Publié le : 20 novembre 2020

Deux articles régissant l’IVG dans le code pénal thaïlandais vont être modifiés. Ils avaient été jugés inconstitutionnels : en février 2020, la Cour Constitutionnelle avait estimé que ces deux articles violaient l’article 28 de la Constitution « qui consacre les droits à la vie et au corps ». Le Cabinet a validé le projet d’amendement le 17 novembre dernier. La Chambre des Représentants recevra le texte début 2021, et le nouveau texte entrera en vigueur au plus tard le 12 février 2021. En effet, la Cour constitutionnelle a écrit dans sa décision « que si les lois n’étaient pas modifiées dans les 360 jours, elles seraient automatiquement abrogées parce qu’elles étaient en violation de la constitution ».

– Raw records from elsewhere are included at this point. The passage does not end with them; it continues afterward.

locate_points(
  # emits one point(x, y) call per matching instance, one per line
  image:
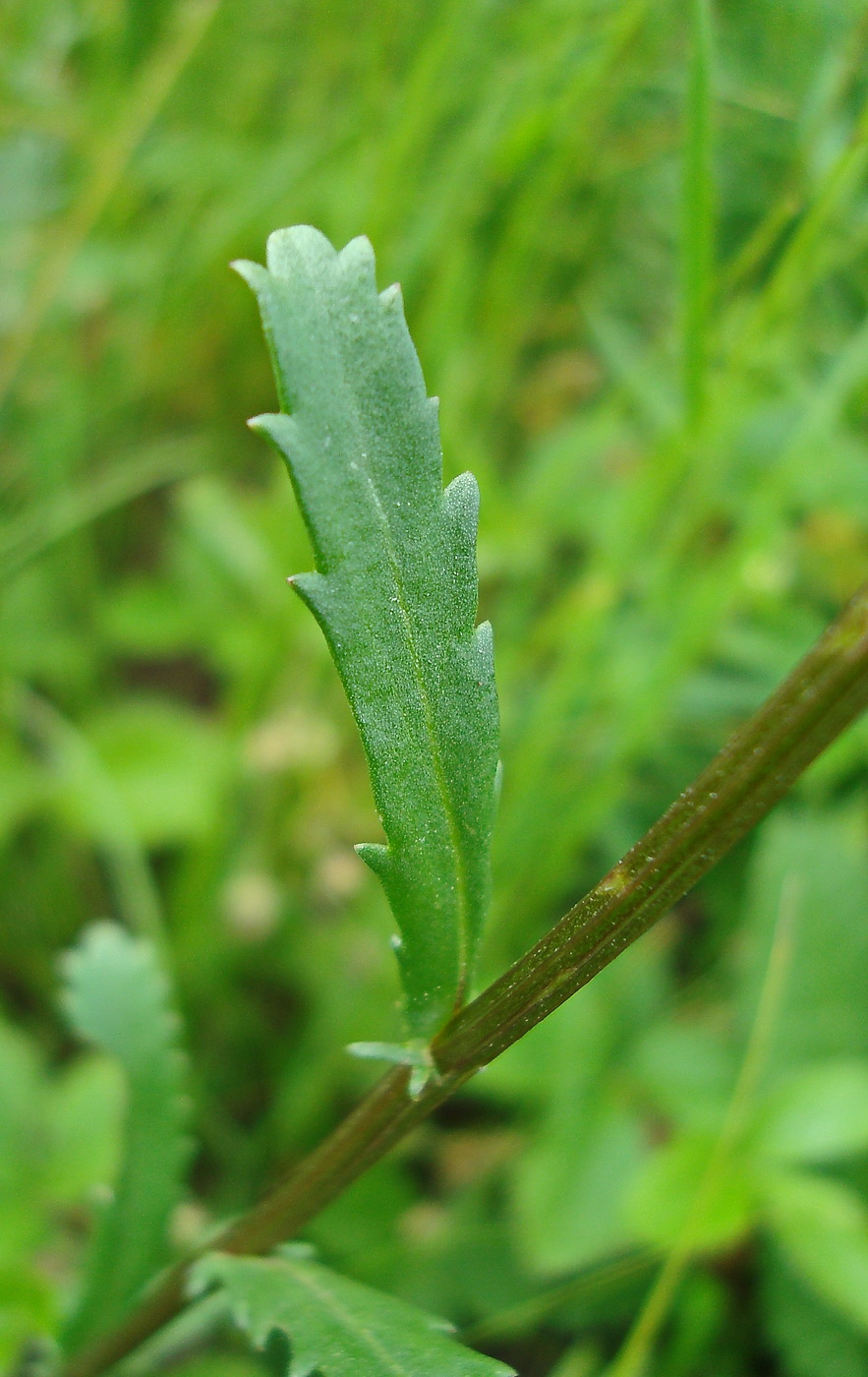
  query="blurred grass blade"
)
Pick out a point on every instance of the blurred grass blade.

Le premier article modifié est le 301. Il interdit l’avortement en règle générale. Le second est l’article 305, qui liste les exceptions dépénalisées.

  • En vertu de l’article 301 modifié, une femme ayant subi un avortement encourt jusqu’à six mois de prison et d’une amende de 10 000 bahts maximum, au lieu, à ce jour, d’une peine de prison de trois ans et une amende de 60 000 bahts.
  • L’article 305 actuel permet l’avortement en cas de risque vital pour la mère ou de viol. L’amendement ajoute la possibilité d’avorter jusqu’à 12 semaines si la mère « insiste pour avorter », ainsi que l’avortement pour « risque élevé de déficience grave ».

Si ces conditions sont remplies, le médecin n’encourt plus de poursuites.